METHODS: Comprehensive CV safety analyses were performed in 4 clinical studies of naloxegol (12.5 and/or 25 mg) in patients with noncancer pain and OIC: two 12-week, double-blind, randomized studies; a 12-week, double-blind, extension study; and a 52-week, randomized, open-label study versus usual care. Evaluations of baseline CV risk were obtained from medical histories and clinical findings at the time of study initiation.
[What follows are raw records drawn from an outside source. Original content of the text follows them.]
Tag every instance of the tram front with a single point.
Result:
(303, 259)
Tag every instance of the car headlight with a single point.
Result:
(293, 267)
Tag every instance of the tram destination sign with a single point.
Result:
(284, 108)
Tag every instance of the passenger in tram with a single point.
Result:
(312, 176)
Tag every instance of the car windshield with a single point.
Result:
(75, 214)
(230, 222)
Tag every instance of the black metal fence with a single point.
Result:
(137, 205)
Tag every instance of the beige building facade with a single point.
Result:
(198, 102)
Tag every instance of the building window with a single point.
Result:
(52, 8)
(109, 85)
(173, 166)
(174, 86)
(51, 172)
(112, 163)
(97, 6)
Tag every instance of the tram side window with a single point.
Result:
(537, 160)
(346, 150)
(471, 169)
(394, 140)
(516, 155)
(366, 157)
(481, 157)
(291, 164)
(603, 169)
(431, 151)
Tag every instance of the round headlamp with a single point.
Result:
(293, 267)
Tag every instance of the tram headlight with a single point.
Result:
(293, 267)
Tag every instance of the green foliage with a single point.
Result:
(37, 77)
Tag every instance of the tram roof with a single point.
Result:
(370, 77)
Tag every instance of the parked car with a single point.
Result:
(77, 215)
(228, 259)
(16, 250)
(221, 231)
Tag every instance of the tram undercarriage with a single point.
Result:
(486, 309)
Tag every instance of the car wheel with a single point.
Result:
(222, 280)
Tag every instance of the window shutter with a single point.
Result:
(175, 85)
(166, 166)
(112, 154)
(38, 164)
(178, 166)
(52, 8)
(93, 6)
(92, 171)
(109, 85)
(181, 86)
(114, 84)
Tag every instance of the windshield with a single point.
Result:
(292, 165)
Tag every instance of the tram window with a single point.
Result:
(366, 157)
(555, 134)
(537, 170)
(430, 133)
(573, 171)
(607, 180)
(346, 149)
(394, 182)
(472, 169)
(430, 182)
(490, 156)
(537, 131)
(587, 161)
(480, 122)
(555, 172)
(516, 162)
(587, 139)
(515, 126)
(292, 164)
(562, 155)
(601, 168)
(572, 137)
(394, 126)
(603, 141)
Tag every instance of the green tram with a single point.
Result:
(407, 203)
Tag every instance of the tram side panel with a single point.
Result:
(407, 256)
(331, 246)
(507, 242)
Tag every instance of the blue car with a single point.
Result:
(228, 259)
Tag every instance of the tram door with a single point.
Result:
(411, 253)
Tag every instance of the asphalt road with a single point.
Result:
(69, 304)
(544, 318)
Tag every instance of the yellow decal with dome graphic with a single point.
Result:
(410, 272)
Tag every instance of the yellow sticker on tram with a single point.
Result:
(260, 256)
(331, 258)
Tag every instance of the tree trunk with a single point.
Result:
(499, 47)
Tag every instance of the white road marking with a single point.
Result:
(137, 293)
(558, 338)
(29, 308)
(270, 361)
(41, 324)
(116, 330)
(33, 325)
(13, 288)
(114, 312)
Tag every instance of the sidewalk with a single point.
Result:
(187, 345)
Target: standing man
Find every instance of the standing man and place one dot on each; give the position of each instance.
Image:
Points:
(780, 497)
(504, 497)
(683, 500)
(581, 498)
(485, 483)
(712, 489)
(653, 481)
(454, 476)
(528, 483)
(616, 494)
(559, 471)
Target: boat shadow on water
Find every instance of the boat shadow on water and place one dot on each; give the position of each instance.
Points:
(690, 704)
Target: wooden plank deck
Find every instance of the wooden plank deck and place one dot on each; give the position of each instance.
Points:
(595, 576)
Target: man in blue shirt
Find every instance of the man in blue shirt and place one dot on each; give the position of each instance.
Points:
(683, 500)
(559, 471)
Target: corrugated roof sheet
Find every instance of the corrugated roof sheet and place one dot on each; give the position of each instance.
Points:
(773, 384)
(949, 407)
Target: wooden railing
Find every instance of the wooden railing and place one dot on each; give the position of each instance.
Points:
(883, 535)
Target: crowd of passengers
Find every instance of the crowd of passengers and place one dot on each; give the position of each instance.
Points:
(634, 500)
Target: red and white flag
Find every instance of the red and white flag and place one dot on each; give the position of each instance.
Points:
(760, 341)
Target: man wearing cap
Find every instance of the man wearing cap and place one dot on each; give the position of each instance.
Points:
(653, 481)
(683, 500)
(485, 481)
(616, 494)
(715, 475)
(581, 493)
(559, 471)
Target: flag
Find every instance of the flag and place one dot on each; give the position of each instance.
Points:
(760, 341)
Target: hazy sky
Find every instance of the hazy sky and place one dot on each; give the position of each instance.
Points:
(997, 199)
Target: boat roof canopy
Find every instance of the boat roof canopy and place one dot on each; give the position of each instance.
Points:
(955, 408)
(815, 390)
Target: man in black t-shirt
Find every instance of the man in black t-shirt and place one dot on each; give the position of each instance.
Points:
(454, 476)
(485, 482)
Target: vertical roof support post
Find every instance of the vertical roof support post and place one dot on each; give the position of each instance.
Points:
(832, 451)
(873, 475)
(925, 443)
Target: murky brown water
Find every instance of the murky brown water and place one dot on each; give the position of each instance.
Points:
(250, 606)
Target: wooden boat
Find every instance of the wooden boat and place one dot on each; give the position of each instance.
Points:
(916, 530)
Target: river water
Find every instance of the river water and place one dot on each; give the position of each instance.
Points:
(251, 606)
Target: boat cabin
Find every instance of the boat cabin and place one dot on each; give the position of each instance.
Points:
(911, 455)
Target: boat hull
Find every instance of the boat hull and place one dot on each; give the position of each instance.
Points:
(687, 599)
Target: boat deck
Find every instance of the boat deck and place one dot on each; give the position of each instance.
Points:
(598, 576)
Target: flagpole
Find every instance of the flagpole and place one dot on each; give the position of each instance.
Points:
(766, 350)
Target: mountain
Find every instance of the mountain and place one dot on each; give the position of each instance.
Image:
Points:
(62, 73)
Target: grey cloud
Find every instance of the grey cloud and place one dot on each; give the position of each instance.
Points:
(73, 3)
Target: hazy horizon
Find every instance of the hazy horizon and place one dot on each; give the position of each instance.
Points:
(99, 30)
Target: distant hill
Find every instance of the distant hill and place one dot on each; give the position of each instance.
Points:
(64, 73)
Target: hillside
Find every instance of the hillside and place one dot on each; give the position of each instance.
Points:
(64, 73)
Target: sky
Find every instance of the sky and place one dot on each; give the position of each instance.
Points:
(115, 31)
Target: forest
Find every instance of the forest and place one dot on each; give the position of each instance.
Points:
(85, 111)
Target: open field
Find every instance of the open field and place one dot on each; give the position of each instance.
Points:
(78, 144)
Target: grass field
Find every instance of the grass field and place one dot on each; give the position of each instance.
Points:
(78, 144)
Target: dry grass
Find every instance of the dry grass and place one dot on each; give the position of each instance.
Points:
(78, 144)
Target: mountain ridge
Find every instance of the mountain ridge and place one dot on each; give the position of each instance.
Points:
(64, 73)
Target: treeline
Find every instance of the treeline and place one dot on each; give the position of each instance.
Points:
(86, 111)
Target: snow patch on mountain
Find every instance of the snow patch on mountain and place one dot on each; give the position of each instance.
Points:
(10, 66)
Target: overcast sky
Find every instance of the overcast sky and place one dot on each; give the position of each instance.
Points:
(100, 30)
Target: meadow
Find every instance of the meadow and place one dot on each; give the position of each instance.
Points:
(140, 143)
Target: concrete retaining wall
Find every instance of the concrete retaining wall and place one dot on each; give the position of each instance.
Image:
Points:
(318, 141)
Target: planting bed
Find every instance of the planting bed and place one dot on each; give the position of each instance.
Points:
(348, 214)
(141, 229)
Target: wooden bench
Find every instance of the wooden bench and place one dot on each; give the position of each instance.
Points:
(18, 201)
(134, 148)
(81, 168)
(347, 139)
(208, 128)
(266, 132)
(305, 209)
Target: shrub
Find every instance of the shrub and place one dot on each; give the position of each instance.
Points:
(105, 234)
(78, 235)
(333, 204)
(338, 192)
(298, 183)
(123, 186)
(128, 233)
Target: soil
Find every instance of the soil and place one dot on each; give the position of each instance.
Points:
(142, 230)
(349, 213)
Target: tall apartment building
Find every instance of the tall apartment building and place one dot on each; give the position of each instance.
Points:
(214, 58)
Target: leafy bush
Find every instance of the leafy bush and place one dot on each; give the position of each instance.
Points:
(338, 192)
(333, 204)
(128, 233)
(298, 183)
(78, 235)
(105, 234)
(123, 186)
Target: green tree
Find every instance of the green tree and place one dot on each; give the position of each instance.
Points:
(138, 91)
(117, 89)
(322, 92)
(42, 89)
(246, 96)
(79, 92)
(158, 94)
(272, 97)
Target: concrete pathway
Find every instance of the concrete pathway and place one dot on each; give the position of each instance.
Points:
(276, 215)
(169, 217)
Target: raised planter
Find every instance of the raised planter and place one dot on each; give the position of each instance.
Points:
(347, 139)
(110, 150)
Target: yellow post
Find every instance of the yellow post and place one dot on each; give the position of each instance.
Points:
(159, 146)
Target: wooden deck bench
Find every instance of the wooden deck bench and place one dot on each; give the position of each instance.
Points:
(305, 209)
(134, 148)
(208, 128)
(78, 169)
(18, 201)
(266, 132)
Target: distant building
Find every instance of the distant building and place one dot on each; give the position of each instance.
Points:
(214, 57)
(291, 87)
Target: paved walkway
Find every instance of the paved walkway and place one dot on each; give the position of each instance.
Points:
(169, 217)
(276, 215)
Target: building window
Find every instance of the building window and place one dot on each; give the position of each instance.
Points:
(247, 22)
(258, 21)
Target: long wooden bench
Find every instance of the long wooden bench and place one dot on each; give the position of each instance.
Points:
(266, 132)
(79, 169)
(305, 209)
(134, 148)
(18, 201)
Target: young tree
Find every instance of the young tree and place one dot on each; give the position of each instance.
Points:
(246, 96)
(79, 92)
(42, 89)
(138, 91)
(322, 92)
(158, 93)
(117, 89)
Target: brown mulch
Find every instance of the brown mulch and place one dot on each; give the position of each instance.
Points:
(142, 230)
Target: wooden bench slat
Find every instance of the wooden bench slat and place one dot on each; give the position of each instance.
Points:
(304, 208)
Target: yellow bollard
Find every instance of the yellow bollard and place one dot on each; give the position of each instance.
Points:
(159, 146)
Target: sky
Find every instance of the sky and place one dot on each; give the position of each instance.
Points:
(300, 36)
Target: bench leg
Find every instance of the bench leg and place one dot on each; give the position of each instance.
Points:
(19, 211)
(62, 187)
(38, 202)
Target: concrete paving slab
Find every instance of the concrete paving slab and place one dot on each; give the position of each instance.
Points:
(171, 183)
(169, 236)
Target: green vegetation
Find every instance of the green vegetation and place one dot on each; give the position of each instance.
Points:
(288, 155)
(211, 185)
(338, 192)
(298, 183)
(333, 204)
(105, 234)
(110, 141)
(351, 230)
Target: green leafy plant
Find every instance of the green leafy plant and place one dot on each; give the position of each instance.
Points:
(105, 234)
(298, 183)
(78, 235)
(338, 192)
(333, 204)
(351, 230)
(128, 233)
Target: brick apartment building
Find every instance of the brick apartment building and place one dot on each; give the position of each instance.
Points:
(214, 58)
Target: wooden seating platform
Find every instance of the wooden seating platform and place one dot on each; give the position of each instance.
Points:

RESULTS: Across the 4 studies (N = 2135), 68% of patients had ≥1 CV risk factor and 41% had a history of CV disease, diabetes, or ≥2 other CV risk factors. There were no increases in blood pressure, heart rate, or the rate-pressure product with naloxegol versus placebo. The rates of major adverse cardiovascular events (MACE) per 100 patient-years of exposure were 1.13 (95% confidence interval [CI], 0.31-2.89) for placebo/usual care and 0.75 (95% CI, 0.24-1.75) for naloxegol. The relative risk of MACE for all doses of naloxegol versus placebo was 0.67 (95% CI, 0.14-3.36).

CONCLUSION: These data demonstrate that naloxegol has a CV safety profile comparable to placebo/usual care in patients with OIC. Although the observed number of events was low, the data show no CV signal in patients with OIC treated with naloxegol.